Performance & safety notes
• eBPF runs in hot paths. Minimize helper calls, avoid unbounded loops, and use per-CPU maps to reduce contention.
• The verifier is strict by design—simplify control flow, initialize variables, and keep stack usage within limits.
• Use CO-RE to avoid brittle kernel header dependencies; prefer libbpf
skeletons for cleaner loaders.
eBPF across platforms
Linux is the primary home of eBPF. There are emerging ports and projects for other OSes (e.g., eBPF for Windows), but feature parity and hook coverage vary. For production, target modern Linux distributions with recent 5.x kernels and BTF enabled.
Tooling landscape
• bpftool: official Swiss-army knife for loading/introspection.
• libbpf & CO-RE: low-level, fast path for portable BPF apps.
• BCC: Python/Lua front-ends; great for prototyping and learning.
• bpftrace: DTrace-like one-liners and scripts for rapid insights.
Security and policy with eBPF
LSM and cgroup hooks allow you to enforce decisions (deny operations, rate-limit, quarantine flows) rather than only observing them. Combine telemetry with policy for closed-loop protection (detect → decide → act).
Gotchas to expect
• Kernel version drift: ensure your CI tests on representative kernels; CO-RE helps, but verify.
• Verifier rejections: simplify logic, break into helper functions, or split into multiple programs with tail calls.
• Packaging/permissions: eBPF requires capabilities (e.g., CAP_BPF
, CAP_SYS_ADMIN
on older kernels); document prerequisites for operators.
Learning path
Start with bpftrace and BCC to explore. Move to libbpf + CO-RE for production-grade agents with stable performance, smaller footprints, and fewer runtime dependencies. Add a user-space pipeline that standardizes events, batches IO, and exports metrics/logs to your observability stack (Prometheus/OpenTelemetry/ELK).

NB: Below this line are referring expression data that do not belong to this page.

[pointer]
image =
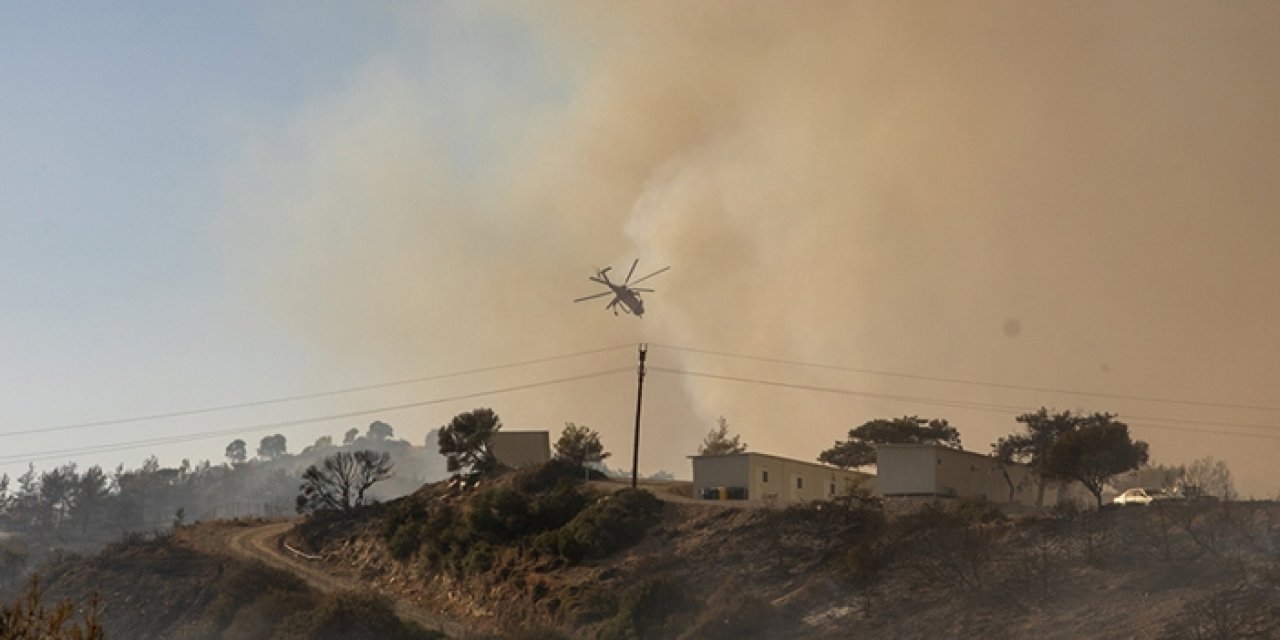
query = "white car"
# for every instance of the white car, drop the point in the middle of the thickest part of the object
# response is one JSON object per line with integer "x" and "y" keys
{"x": 1139, "y": 496}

Further reading & reference links
• Kernel eBPF docs: docs.kernel.org/bpf
• libbpf CO-RE guide (reference implementers): github.com/libbpf/libbpf
• BCC tools & tutorials: github.com/iovisor/bcc
• bpftrace docs: bpftrace.org
• bpftool manual: man7.org/linux/man-pages/man8/bpftool.8.html
• Cilium (networking with eBPF): cilium.io
• Brendan Gregg’s eBPF articles: brendangregg.com/ebpf.html
Closing thought
eBPF turns the kernel into a programmable platform for precise, low-overhead visibility and enforcement. With careful design and the right tooling, you can build high-performance networking, observability, and security features that adapt quickly—without kernel patches or restarts.